Helima Croft, head of global commodity strategy and MENA research, described the situation as having entered "a potentially dangerous new chapter" after an Israeli strike on the South Pars Gas Field led to a sequence of Iranian retaliatory operations. According to the note, Iranian strikes have struck Qatar's Ras Laffan and have targeted Abu Dhabi's Habshan Gas Facility.
The note also cites threats issued against additional energy assets, including the UAE's Al Hasan Gas Field and Saudi Arabia's Jubail Petrochemical Complex and Samref Refinery. RBC Capital said the Strait of Hormuz is effectively under Iranian control and added that President Trump's options to contain the crisis "have been decidedly limited."

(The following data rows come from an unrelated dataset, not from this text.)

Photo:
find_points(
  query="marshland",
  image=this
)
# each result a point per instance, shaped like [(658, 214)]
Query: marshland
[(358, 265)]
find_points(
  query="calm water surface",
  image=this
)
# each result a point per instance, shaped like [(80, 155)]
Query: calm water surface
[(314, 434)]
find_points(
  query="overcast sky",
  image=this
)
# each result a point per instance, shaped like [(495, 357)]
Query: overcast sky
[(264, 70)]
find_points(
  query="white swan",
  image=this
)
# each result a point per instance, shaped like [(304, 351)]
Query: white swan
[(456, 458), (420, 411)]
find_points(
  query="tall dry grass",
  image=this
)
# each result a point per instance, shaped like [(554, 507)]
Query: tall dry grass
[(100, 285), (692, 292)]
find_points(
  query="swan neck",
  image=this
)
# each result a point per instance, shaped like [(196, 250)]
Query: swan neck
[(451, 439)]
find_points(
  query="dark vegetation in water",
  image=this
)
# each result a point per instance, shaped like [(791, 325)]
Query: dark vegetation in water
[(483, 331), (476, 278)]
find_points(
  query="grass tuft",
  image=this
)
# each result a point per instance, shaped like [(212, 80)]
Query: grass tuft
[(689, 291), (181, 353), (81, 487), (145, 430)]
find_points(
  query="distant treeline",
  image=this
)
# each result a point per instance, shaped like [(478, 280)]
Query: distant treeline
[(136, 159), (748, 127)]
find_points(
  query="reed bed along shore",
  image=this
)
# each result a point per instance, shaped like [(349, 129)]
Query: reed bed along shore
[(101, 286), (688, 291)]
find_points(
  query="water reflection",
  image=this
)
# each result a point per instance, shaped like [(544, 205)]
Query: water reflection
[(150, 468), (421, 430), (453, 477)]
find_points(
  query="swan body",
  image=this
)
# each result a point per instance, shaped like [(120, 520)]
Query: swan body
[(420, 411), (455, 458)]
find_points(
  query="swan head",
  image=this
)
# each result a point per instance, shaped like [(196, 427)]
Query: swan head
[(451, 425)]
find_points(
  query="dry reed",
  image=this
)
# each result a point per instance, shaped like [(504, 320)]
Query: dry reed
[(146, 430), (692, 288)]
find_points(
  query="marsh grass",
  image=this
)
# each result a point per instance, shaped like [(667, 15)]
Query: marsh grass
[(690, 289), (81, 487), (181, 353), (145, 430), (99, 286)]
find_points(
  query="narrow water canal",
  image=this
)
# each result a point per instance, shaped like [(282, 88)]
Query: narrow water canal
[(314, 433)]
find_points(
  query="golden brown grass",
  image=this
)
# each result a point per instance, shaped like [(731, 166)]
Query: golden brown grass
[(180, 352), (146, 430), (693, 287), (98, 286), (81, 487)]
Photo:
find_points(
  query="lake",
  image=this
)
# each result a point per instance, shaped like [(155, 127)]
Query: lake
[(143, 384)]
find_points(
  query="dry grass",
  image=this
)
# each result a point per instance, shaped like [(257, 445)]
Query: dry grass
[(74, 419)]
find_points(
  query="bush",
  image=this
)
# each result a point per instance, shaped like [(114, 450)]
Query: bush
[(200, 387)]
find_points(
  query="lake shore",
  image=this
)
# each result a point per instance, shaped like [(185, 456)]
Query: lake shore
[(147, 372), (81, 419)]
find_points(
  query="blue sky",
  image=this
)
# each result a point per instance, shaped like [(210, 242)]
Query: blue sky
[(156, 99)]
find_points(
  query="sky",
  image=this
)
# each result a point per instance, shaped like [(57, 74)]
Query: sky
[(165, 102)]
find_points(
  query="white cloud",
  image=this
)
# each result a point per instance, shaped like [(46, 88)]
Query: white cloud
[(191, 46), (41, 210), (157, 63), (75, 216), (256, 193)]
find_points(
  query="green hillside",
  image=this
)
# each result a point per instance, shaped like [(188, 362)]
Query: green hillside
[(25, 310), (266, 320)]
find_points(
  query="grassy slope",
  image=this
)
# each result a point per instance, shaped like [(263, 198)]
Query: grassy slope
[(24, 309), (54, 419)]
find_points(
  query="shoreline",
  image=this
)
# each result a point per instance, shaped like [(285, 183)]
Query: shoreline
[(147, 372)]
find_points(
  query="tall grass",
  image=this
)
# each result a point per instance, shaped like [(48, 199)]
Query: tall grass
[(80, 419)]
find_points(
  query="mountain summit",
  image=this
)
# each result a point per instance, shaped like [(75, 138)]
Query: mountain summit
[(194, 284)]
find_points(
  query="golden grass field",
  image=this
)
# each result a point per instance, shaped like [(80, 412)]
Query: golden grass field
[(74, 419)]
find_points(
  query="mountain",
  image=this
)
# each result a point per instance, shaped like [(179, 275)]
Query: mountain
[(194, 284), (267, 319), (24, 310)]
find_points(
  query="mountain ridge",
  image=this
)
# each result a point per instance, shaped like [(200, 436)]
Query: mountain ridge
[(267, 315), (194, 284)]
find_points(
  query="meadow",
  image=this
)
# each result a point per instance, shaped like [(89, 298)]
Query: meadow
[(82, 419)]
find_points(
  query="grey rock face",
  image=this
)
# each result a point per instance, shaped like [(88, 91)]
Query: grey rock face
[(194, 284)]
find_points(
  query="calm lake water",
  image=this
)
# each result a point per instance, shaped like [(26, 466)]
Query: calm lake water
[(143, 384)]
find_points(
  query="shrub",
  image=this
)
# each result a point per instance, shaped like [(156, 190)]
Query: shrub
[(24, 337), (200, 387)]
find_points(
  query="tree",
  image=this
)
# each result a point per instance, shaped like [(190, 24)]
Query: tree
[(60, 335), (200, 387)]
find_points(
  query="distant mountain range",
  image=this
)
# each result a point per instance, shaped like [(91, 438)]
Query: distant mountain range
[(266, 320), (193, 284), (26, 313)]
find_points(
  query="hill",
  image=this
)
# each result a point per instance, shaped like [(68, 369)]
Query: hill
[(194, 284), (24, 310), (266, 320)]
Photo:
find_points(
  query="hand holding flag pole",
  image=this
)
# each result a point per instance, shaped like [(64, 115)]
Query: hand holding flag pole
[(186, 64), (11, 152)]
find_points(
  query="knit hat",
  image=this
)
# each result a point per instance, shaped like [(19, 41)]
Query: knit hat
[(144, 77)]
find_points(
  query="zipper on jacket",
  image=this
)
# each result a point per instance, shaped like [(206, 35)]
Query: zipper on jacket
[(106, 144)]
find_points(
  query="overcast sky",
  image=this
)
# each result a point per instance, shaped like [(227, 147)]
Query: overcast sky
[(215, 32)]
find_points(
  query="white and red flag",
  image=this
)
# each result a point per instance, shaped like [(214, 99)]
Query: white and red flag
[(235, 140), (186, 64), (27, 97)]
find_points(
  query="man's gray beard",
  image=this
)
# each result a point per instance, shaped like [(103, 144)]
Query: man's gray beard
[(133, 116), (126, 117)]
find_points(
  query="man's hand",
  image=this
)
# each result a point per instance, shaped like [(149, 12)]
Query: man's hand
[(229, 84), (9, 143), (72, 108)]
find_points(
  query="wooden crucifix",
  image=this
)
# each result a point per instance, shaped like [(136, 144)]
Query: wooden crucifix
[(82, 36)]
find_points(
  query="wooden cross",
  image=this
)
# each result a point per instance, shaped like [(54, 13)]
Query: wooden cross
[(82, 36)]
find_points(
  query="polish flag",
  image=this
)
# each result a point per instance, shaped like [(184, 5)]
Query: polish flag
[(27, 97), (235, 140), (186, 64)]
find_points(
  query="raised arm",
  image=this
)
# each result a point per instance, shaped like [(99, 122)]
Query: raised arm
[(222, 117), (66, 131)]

RBC Capital reported that while officials have attempted to calm markets by suggesting disruptions will be short-lived, "nothing points to a limited engagement at this juncture." The firm highlighted growing concern that the widening threat environment - which now includes risks to ports across the Red Sea - could require ground forces to secure the Strait of Hormuz if the situation continues to escalate.
On investor positioning, RBC Capital specifically cautioned against overreliance on the so-called TACO trade. The firm said "there may be too much emphasis on the 'TACO' trade, as Iran could continue attacks, even if President Trump seeks to call time." It noted that Iran would not need to sustain the current tempo of strikes to meaningfully disrupt exports and pointed to a "relatively deep bench" of IRGC officials capable of continuing operations.
The note frames the immediate risk as not strictly a short-term interruption but a period in which multiple facilities and maritime routes face ongoing threats. For market participants and supply chain stakeholders, RBC's assessment suggests heightened uncertainty for energy flows, port operations, and regional shipping lanes until a clear pathway to de-escalation emerges.